不法侵入 想定されていないときに他人の財産に出入りする犯罪の正式名称です。
そしてTRRはの略です ターゲット行の更新、から保護するためにメモリチップ(RAM)のメーカーが近年使用している一連のハードウェア保護を説明するために使用される高レベルの用語 ロウハンマリング.
So TRレスパス 侵入を防ぐはずの低レベルの保護が存在しているにもかかわらず、RAM内のデータをいじくるためのロウハンマー処理を伴う一連のサイバーセキュリティトリックです。
ロウハンマリング 劇的であるが適切に名前が付けられた問題であり、RAMストレージセル(通常はシリコンチップ内の極小の電気コンデンサのグリッドとして構築される)が非常に小さいため、最近では近隣や近隣の影響を受けます。
これは、手紙を封印した封筒に住所を書くのと少し似ています。住所の単語の幽霊のような印象が封筒の内側の紙に衝突しています。
少し注意して、封筒に手紙の一部の外観を変更して読みにくくする方法や、重要な部分を永久的に変更する方法(小数点が不明瞭になる)で封筒に書き込む方法を理解する場合があります。番号のリストなど)。
Rowhammeringとの違いは、しかし、あなたがする必要がないということです 書きます 封筒に入れて、手紙に衝突させます。 読書 何度も何度もそれで十分です。
次に、手荒な攻撃では、アクセスすることがまったく想定されていないRAMを変更することができます(そのため、多少不自然な方法で書き込みを行っています)。これは、書き込み保護だけでは攻撃を防ぐのに十分ではないことを意味します。
一度にXNUMX行
必要となる膨大な数の個別の制御接続を単純化するために、ほとんどのRAMチップから一度にXNUMXビットだけを読み取ることはできません。
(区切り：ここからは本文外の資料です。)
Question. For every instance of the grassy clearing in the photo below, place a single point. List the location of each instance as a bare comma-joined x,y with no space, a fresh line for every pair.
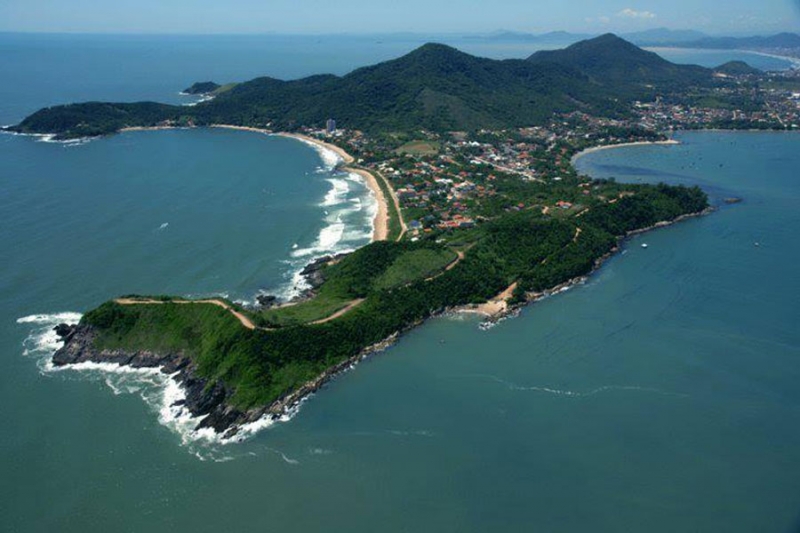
414,265
318,308
419,148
代わりに、個々のビットを格納するセルは、一度にXNUMXつの完全な行のみを読み取ることができる一連の行に配置されます。
たとえば、上記のセルC3を読み取るには、行選択チップに行ワイヤー3に沿って電力を供給するように指示します。これにより、コンデンサーA3、B3、C3およびD3が列ワイヤーA、B、CおよびDに放電され、決定する値。 (電荷のないビットは0として読み取られます。電荷を1として格納していたビット。)
したがって、そのうちのXNUMXつだけを知る必要がある場合でも、XNUMXビットの値を取得します。
ちなみに、行を読み取ると、その値が放電されて本質的にワイプされるため、読み取りの直後に、抽出されたデータを行に保存して行を更新し、再びアクセスできるようにします。
また、いずれのセルの電荷も時間の経過とともにリークするため、使用されるかどうかに関係なく、すべての行を定期的に更新する必要があります。
RAM回路は、デフォルトで64ミリ秒ごとにこれを自動的に実行します(16秒あたり約1,000回、つまりXNUMX分あたりXNUMX回弱)。
そのため、この種のメモリチップはDRAMと呼ばれ、ダイナミックRAMの略称です。これは、通常の外部支援なしではその値を維持できないためです。
(SRAM、つまりスタティックRAMは、電源に接続されている限りその値を保持します。フラッシュRAMは、電源がオフになっていても、その値を無期限に保持します。)
リフレッシュの活用
この64ミリ秒のリフレッシュサイクルの問題のXNUMXつは、RAMの行が充電を失うか、XNUMXサイクルの間に破損した場合、その破損に気付かないことです。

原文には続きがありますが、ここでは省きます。